HolderShares Beneficially OwnedPercent of ClassNotes
Bryan Lawrence2,846 <1% Includes 2,846 shares issuable upon exercise of stock options currently exercisable; percent based on 3,941,258 shares outstanding as of April 14, 2025 plus in‑the‑money options/warrants within 60 days.
  • Pledging/hedging: No pledging of company stock by Lawrence disclosed.
  • Ownership guidelines: Corporate Governance Guidelines address stock ownership generally; specific director ownership targets or compliance status are not detailed in the proxy.

Governance Assessment

  • Strengths: Independent director; serves as Compensation Committee Chair and member of Audit and Nominating, indicating high engagement; Board met 15 times in 2024, committees were active (Compensation 7, Audit 4, Nominating 1); directors attended at least 75% of meetings; all directors attended the 2024 annual meeting.
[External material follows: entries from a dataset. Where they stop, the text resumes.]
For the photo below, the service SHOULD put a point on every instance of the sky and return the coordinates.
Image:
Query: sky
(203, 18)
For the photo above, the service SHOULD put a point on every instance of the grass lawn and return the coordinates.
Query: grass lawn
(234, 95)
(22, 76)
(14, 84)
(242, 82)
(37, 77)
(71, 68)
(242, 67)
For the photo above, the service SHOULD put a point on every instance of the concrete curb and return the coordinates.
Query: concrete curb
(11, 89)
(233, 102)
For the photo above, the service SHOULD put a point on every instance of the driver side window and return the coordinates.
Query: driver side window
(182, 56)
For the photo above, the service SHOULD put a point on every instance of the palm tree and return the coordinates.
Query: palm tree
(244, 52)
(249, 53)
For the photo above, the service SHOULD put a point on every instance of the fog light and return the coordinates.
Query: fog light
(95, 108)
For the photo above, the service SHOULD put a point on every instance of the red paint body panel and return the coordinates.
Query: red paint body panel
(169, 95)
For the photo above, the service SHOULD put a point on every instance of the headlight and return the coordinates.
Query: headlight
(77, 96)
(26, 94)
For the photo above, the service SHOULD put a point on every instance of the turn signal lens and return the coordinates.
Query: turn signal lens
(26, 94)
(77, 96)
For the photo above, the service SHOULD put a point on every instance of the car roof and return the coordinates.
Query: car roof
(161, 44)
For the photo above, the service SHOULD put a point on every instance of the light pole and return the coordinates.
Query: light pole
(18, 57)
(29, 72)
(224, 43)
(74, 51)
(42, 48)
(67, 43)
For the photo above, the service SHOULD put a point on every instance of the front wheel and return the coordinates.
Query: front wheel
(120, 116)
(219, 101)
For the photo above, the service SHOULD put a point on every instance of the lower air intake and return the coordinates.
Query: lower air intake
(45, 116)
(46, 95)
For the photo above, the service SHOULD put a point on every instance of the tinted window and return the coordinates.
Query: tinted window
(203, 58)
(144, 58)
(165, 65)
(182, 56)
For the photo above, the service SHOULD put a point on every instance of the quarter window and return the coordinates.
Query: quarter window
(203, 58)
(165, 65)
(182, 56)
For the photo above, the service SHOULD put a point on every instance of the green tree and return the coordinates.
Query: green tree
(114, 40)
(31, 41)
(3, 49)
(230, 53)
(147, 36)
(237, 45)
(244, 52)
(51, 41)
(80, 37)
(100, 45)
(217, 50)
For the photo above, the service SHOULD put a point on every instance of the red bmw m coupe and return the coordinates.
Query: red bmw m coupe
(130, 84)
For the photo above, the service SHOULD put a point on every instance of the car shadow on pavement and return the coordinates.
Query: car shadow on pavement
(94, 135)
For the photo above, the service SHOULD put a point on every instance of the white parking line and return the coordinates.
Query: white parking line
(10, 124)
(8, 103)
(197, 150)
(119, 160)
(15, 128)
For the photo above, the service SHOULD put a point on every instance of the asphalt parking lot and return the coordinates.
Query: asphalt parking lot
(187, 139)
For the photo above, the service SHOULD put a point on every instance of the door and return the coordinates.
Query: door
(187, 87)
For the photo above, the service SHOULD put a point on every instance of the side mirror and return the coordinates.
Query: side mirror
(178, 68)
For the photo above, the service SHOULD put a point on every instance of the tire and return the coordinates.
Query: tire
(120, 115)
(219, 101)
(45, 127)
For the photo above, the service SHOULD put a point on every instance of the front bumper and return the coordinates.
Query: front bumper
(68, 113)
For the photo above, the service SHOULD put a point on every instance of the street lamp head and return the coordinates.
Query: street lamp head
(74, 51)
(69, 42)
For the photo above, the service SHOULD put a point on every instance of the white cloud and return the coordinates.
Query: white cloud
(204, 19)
  • Compensation governance: Use of independent consultant (Pay Governance LLC); Compensation Committee assessed and found no consultant conflicts in 2024; clawback policy (Recovery Policy) adopted in 2023; equity awards granted at/above market with transparent valuation assumptions.
  • Alignment: Director pay mix includes cash and equity options; Lawrence holds currently exercisable options but has immaterial ownership (<1%), which limits “skin‑in‑the‑game”; no pledging disclosed.
  • Conflicts/Related parties: No Item 404(a) transactions involving Lawrence; Audit Committee oversees related‑party transactions policy; notable related‑party financing/convertions involved Werth/WFIA, not Lawrence.
  • RED FLAGS: Temporary committee lapse (no Audit/Comp/Nominating committees from Dec 2023 until Feb 2024) is a governance gap; Board diversity objectives noted but board lacked diverse directors as of April 26, 2024 (company stated intent to add diverse directors by Nasdaq deadline).